« Chaque année, notre activité de dépistage se concentre sur une maladie oculaire à fort impact social, dans le but de réaliser des interventions de prévention ciblées. Les maladies oculaires à forte incidence et potentiellement invalidantes sont en effet celles pour lesquelles la prévention est la plus efficace ». Ainsi, à Adnkronos, Salute Carlo Sprovieri, directeur de l’hôpital d’ophtalmologie Uoc Murri Ast Fermo, faisait partie des 17 médecins à bord du « Health Ship » de la Fondation One Health, qui, d’Ancône à Durazzo et retour à Ancône, les 23 et 24 avril, a effectué des visites et des contrôles gratuits aux passagers dans 10 cliniques. L’objectif : favoriser la santé et le bien-être à 360 degrés, mais surtout la prévention secondaire des pathologies importantes.
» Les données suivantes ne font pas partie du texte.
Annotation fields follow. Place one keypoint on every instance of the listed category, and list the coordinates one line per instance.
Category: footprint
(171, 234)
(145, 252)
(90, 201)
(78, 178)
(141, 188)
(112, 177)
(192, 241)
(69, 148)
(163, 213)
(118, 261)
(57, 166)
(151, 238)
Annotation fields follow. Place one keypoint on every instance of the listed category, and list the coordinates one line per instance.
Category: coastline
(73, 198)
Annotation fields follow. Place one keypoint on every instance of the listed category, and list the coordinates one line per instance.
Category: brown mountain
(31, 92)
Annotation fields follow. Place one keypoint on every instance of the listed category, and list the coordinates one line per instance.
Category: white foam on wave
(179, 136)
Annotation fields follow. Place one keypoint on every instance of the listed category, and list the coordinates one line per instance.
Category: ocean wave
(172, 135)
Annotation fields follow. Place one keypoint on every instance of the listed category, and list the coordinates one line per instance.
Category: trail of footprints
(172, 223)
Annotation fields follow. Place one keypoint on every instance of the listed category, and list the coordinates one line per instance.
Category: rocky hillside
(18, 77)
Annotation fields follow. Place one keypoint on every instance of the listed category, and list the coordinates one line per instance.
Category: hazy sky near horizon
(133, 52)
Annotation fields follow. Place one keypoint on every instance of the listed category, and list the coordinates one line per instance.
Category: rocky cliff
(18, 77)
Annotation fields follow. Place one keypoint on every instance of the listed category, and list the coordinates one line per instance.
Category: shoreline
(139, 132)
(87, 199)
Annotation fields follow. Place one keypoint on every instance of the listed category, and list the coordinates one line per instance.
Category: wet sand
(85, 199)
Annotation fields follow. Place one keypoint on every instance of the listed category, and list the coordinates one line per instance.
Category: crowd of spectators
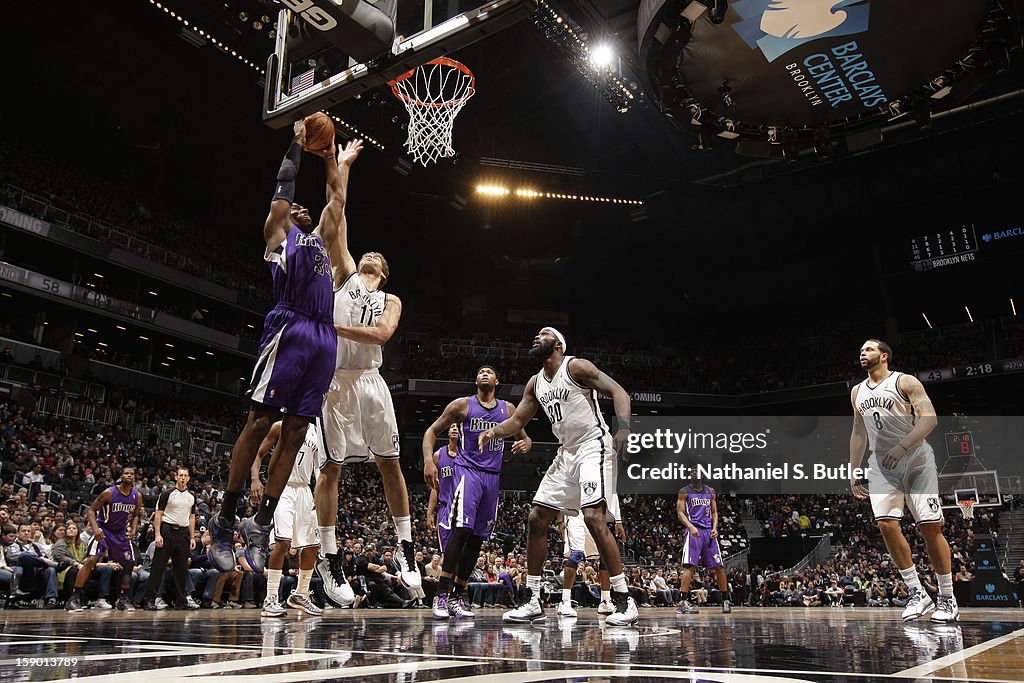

« Beaucoup de ces pathologies – explique Sprovieri – sont dégénératives et ont une progression lente et souvent silencieuse. Un exemple est le glaucome, une maladie oculaire subtile qui, dans les premiers stades, ne présente pas de symptômes perceptibles par le patient. Pour cette raison, le dépistage étendu à différents groupes d’âge peut permettre un diagnostic plus précoce et donc une plus grande possibilité de traitement », souligne-t-il. « Au cours des activités – rapporte le spécialiste – on a également identifié des premières formes de maculopathie qui étaient complètement inconnues des patients, principalement de jeunes adultes albanais, et qui n’étaient pas encore perceptibles au niveau clinique. Dans ces cas, il a été possible d’orienter les personnes vers des contrôles périodiques et des suivis spécialisés. Des situations de forte prédisposition au glaucome sont également apparues, ce qui a rendu nécessaire de les envoyer à des examens approfondis pour un diagnostic plus précis, qui n’est pas toujours immédiat dans la phase initiale de la maladie ». Dans une édition précédente de l’initiative, rappelle Sprovieri, « l’attention s’est plutôt portée sur les pathologies cornéennes, un domaine dans lequel la prévention par un examen oculaire de base est particulièrement efficace. En fait, ce sont des affections qui peuvent souvent être identifiées par un simple contrôle clinique, s’il est effectué à temps ». Un « fait significatif » enregistré au cours des deux dernières années « concerne le manque d’habitude des contrôles oculaires : chez presque tous les patients albanais visités à bord du « Health Ship » One Health, il n’y a eu aucune visite préalable chez un spécialiste, même chez les personnes qui effectuent des activités professionnelles quotidiennes comme la conduite automobile. Ce n’est que dans de rares cas que les patients ont eu 1 ou 2 contrôles au cours de leur vie ; dans la majorité, cependant, il n’y a jamais eu de contact avec le spécialiste ».
Ces initiatives, « avec d’autres expériences de médecine vasculaire et de prévention dans le domaine, ne représentent cependant qu’une partie d’un besoin beaucoup plus large – précise l’expert – Ce sont des interventions importantes, mais encore limitées par rapport aux besoins globaux. Dans le domaine de l’ophtalmologie, en particulier, il existe déjà plusieurs expériences de prévention itinérante également réalisées à travers des cliniques mobiles et des initiatives promues par des associations et des établissements de santé. Cependant – souligne Sprovieri – la prévention reste encore insuffisante par rapport à la demande ». La « principale limite reste celle des coûts : la prévention nécessite des investissements constants, mais représente l’un des outils les plus efficaces pour réduire l’impact des maladies à long terme », conclut-il.